As the name kind of suggests, the authors of the mixup article propose to train the model on a mix of the pictures of the training set. Let’s say we’re on CIFAR10 for instance, then instead of feeding the model the raw images, we take two (which could be in the same class or not) and do a linear combination of them: in terms of tensor it’s
new_image = t * image1 + (1-t) * image2
where t is a float between 0 and 1. Then the target we assign to that image is the same combination of the original targets:
new_target = t * target1 + (1-t) * target2
assuming your targets are one-hot encoded (which isn’t the case in pytorch usually). And that’s as simple as this.
Dog or cat? The right answer here is 70% dog and 30% cat
As the picture above shows, it’s a bit hard for a human eye to comprehend the pictures obtained (although we do see the shapes of a dog and a cat) but somehow, it makes a lot of sense to the model which trains more efficiently. One difference I’ve noticed is that the final loss (training or validation) will be higher than when training without mixup even if the accuracy is far better, which means that a model trained like this will make predictions that are a bit less confident.
In the original article, the authors suggested three things:
- Create two separate dataloaders and draw a batch from each at every iteration to mix them up
- Draw a t value following a beta distribution with a parameter alpha (0.4 is suggested in their article)
- Mix up the two batches with the same value t.
- Use one-hot encoded targets
Why the beta distribution with the same parameters alpha? Well it looks like this:
so it means there is a very high probability of picking values close to 0 or 1 (in which case the image is almost from 1 category) and then a somewhat constant probability of picking something in the middle (0.33 as likely as 0.5 for instance).

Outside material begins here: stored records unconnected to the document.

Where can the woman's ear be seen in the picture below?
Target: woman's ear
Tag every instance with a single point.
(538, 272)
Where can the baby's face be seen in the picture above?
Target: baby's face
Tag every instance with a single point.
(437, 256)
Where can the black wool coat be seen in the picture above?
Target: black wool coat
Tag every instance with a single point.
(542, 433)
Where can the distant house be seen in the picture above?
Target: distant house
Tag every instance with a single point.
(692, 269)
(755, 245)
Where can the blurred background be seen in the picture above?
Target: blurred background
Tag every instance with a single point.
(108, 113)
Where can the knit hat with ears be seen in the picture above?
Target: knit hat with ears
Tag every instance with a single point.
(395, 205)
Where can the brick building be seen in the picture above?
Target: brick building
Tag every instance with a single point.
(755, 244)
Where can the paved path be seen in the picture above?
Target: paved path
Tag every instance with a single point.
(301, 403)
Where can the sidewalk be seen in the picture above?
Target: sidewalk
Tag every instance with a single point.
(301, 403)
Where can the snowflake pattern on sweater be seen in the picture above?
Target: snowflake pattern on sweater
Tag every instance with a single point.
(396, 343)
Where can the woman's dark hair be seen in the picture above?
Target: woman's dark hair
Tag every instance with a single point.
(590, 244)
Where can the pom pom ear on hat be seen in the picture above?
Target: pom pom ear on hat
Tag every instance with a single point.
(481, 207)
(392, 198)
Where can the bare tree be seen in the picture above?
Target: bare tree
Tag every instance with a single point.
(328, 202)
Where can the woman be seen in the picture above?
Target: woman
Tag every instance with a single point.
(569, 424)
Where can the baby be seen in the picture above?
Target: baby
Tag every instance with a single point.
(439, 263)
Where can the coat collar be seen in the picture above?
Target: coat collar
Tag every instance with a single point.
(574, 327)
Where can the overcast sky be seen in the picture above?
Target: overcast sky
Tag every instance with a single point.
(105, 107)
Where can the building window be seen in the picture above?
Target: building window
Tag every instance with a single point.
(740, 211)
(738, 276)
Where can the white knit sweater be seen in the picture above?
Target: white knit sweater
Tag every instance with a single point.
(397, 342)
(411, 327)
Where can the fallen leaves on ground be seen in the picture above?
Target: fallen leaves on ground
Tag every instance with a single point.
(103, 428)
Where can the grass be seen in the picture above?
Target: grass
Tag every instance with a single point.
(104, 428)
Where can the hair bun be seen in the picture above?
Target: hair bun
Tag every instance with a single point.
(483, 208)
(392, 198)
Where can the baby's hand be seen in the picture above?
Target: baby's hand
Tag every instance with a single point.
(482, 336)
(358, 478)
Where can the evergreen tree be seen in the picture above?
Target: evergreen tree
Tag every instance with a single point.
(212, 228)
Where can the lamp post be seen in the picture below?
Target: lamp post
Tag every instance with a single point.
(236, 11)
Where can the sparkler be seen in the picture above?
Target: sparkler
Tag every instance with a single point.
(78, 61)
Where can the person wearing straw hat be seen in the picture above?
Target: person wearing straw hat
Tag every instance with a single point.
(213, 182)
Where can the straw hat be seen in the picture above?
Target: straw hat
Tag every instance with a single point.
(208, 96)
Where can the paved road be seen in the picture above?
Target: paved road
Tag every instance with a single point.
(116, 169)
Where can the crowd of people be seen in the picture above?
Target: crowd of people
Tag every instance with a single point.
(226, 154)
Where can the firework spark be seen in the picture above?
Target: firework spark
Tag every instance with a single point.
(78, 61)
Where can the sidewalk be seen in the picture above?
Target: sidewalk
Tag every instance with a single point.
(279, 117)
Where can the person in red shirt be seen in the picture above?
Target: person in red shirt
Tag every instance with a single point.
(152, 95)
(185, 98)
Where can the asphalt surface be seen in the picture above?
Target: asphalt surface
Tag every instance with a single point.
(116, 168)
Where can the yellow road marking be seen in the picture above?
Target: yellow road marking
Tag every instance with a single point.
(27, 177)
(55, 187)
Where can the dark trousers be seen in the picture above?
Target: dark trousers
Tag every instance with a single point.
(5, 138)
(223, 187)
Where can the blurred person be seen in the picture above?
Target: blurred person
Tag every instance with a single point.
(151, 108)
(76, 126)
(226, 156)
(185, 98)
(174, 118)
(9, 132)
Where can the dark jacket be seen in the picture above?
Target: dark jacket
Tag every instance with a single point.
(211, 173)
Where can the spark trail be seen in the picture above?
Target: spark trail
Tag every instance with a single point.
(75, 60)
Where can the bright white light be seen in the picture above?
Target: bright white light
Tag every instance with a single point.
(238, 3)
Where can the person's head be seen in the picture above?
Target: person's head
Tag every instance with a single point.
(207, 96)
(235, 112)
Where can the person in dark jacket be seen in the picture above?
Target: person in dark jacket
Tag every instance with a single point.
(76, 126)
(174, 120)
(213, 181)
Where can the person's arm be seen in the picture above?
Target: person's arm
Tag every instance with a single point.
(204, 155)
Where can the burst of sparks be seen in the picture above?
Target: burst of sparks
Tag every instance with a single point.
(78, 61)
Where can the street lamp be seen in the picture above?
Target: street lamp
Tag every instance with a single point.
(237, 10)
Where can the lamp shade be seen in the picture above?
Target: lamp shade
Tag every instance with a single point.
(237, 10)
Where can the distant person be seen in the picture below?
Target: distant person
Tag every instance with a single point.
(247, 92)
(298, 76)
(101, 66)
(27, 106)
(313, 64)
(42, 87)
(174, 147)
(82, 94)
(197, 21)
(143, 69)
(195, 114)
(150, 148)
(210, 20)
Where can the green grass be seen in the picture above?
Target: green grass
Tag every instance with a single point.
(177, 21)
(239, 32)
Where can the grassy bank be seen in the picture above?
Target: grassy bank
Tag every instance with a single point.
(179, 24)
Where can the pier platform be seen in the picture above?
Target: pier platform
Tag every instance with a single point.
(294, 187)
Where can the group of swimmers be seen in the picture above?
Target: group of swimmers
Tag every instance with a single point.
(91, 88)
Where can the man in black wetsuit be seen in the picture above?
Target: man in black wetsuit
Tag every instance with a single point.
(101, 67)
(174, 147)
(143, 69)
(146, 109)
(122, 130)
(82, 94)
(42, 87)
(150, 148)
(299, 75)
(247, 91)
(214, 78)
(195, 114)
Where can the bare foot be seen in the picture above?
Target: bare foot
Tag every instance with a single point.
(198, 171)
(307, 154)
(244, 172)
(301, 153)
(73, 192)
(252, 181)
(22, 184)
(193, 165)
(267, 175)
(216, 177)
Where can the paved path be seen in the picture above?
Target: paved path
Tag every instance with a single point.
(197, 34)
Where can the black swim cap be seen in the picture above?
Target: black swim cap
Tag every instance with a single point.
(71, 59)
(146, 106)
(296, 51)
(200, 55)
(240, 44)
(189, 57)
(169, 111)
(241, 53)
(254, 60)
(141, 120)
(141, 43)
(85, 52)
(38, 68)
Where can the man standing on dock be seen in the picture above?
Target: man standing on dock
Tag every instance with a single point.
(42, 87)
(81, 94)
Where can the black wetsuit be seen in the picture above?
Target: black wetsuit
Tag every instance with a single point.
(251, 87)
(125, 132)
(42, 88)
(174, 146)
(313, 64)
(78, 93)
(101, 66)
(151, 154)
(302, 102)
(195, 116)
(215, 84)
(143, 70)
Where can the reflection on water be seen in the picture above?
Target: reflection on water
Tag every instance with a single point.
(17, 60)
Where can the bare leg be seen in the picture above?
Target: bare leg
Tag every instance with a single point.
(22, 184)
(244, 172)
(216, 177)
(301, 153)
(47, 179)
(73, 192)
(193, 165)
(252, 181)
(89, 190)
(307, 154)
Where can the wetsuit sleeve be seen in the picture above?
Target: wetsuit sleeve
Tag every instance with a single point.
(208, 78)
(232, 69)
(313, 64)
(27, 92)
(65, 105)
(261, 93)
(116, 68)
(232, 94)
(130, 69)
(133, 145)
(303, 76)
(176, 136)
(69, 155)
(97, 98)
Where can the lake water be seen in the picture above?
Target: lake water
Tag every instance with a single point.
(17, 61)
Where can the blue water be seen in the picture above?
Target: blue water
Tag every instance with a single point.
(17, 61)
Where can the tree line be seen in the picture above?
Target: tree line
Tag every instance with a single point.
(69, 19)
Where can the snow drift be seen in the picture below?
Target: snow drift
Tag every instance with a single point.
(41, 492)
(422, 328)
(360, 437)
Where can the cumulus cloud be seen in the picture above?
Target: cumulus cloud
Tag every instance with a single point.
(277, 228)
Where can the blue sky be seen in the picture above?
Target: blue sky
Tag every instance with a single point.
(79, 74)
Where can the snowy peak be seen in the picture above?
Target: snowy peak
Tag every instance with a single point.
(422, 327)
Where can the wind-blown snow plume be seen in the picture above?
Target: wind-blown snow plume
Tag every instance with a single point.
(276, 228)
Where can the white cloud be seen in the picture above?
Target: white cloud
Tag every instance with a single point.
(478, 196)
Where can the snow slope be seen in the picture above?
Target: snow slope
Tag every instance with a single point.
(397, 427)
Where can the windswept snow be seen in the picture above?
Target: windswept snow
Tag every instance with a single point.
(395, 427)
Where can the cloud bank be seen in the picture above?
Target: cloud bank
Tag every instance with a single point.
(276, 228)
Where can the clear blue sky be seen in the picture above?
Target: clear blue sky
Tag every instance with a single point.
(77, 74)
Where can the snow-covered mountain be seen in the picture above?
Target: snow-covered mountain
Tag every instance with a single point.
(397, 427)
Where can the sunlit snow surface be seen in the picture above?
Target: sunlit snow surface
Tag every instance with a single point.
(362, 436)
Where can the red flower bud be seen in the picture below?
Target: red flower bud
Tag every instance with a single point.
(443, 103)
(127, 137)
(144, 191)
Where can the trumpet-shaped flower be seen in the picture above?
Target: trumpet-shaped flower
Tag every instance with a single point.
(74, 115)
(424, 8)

While this works very well, it’s not the fastest way we can do this. The main point that slows down this process is wanting two different batches at every iteration (which means loading twice the amount of images and applying to them the other data augmentation function). To avoid this slow down, we can be a little smarter and mixup a batch with a shuffled version of itself (this way the images mixed up are still different).
Then pytorch was very careful to avoid one-hot encoding targets when it could, so it seems a bit of a drag to undo this. Fortunately for us, if the loss is a classic cross-entropy, we have
loss(output, new_target) = t * loss(output, target1) + (1-t) * loss(output, target2)

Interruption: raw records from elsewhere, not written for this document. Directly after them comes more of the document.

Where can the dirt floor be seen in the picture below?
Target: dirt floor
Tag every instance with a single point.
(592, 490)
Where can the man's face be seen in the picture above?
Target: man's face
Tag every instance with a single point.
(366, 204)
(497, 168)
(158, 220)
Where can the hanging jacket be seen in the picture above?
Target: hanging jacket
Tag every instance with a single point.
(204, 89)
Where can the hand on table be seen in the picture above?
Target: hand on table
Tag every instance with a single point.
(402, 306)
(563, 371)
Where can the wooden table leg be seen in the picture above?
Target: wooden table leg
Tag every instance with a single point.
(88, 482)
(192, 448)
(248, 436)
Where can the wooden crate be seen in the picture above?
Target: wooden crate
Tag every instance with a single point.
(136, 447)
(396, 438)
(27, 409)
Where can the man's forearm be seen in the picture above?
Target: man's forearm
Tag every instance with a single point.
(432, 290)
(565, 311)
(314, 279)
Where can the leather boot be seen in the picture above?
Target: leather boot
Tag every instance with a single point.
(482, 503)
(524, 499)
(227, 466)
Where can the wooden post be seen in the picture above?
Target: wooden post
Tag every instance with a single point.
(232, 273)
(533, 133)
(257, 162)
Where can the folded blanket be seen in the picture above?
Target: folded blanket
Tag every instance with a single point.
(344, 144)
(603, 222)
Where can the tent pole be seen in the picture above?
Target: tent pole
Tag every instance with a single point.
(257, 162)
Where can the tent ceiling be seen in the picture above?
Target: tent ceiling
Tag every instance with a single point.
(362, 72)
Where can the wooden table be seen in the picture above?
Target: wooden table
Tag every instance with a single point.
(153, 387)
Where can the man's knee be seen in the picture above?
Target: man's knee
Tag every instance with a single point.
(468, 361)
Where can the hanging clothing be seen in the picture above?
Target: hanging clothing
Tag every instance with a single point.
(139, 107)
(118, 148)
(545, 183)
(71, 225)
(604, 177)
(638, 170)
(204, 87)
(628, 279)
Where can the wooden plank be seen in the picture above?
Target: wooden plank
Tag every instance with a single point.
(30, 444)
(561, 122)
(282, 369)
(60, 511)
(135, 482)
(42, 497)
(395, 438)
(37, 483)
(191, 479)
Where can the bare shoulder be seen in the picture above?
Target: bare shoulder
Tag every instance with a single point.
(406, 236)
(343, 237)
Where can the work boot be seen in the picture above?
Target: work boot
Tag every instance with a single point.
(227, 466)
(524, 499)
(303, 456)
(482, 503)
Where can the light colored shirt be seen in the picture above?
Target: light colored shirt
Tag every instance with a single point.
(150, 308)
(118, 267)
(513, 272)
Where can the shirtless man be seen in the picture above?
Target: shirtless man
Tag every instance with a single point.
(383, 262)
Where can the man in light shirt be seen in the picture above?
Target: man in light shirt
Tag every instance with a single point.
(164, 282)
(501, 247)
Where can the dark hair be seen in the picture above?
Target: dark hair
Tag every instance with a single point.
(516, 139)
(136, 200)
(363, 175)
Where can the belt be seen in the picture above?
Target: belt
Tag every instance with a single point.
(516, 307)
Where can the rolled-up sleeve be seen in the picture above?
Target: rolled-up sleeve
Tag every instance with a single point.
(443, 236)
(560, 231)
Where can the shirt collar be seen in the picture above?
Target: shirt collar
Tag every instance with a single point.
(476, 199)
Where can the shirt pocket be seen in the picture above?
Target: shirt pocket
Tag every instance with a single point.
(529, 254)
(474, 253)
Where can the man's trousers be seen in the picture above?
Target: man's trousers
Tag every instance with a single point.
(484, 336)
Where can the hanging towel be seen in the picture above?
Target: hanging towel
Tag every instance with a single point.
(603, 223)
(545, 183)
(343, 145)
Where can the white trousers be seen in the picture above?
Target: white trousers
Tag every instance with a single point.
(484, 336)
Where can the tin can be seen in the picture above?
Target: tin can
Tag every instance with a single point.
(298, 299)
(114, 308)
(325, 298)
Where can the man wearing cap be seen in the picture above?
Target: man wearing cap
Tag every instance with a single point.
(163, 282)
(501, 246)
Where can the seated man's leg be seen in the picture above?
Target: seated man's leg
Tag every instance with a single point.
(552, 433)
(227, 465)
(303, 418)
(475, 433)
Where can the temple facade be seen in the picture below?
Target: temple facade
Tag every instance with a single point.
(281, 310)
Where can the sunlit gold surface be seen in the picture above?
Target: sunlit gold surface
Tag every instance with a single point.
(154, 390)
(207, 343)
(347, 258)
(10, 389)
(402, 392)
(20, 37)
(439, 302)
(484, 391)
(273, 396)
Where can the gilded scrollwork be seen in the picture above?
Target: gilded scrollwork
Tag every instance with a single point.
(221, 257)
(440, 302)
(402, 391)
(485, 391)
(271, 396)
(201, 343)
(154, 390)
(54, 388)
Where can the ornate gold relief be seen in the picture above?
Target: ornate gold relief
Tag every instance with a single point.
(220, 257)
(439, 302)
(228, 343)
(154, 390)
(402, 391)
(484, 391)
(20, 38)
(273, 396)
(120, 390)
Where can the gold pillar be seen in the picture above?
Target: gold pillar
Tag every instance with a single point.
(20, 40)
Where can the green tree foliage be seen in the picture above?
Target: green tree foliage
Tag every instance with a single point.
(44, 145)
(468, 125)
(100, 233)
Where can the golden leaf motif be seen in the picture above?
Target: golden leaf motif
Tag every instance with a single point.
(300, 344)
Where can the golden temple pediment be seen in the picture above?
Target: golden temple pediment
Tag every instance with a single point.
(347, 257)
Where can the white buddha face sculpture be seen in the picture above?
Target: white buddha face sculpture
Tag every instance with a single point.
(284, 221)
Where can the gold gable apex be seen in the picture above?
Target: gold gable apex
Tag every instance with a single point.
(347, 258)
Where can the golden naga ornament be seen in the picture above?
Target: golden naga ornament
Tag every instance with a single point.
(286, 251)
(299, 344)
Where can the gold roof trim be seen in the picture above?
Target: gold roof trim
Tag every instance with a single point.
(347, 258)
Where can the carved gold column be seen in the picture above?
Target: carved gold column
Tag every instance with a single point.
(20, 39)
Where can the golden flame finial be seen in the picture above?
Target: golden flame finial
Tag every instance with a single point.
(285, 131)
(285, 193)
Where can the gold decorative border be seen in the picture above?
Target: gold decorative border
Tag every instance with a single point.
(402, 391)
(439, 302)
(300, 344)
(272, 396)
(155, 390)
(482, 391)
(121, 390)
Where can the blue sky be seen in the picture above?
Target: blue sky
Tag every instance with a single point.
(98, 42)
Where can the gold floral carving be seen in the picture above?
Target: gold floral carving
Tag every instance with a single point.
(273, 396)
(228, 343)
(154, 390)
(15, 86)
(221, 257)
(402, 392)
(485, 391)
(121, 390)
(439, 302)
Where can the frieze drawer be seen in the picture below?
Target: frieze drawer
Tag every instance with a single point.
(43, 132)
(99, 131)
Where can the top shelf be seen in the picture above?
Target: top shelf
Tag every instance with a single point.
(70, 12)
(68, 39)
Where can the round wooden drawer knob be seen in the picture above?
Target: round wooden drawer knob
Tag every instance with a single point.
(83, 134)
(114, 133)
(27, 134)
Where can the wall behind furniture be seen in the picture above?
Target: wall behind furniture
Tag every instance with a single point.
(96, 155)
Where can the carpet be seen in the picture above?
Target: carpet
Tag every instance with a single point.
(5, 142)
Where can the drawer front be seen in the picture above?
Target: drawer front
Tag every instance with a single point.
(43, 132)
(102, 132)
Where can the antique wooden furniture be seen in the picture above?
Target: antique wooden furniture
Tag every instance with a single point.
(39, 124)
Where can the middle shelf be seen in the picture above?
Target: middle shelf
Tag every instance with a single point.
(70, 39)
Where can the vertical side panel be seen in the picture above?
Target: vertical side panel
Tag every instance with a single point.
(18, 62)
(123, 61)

so we won’t one-hot encode anything and just compute those two losses then do the linear combination.
Using the same parameter t for the whole batch also seemed a bit unefficient. In our experiments, we noticed that the model can train faster if we draw a different t for every image in the batch (both options get to the same result in terms of accuracy, it’s just that one arrives there more slowly).
The last trick we have to apply with this is that there can be some duplicates with this strategy: let’s say or shuffle say to mix image0 with image1 then image1 with image0, and that we draw t=0.1 for the first, and t=0.9 for the second. Then
image0 * 0.1 + shuffle0 * (1-0.1) = image0 * 0.1 + image1 * 0.9 image1 * 0.9 + shuffle1 * (1-0.9) = image1 * 0.9 + image0 * 0.1
will be the sames. Of course we have to be a bit unlucky but in practice, we saw there was a drop in accuracy by using this without removing those duplicates. To avoid them, the tricks is to replace the vector of parameters t we drew by
t = max(t, 1-t)
The beta distribution with the two parameters equal is symmetric in any case, and this way we insure that the biggest coefficient is always near the first image (the non-shuffled batch).
All of this can be found in the mixup module, coded as a callback. The bit that mixes the batch is in MixUpCallback, and the bit that takes care of the loss is in MixUpLoss (that will wrap a usual loss function like F.cross_entropy if needed). The final mixup function is in the train module, to deploy this in one line of code when needed.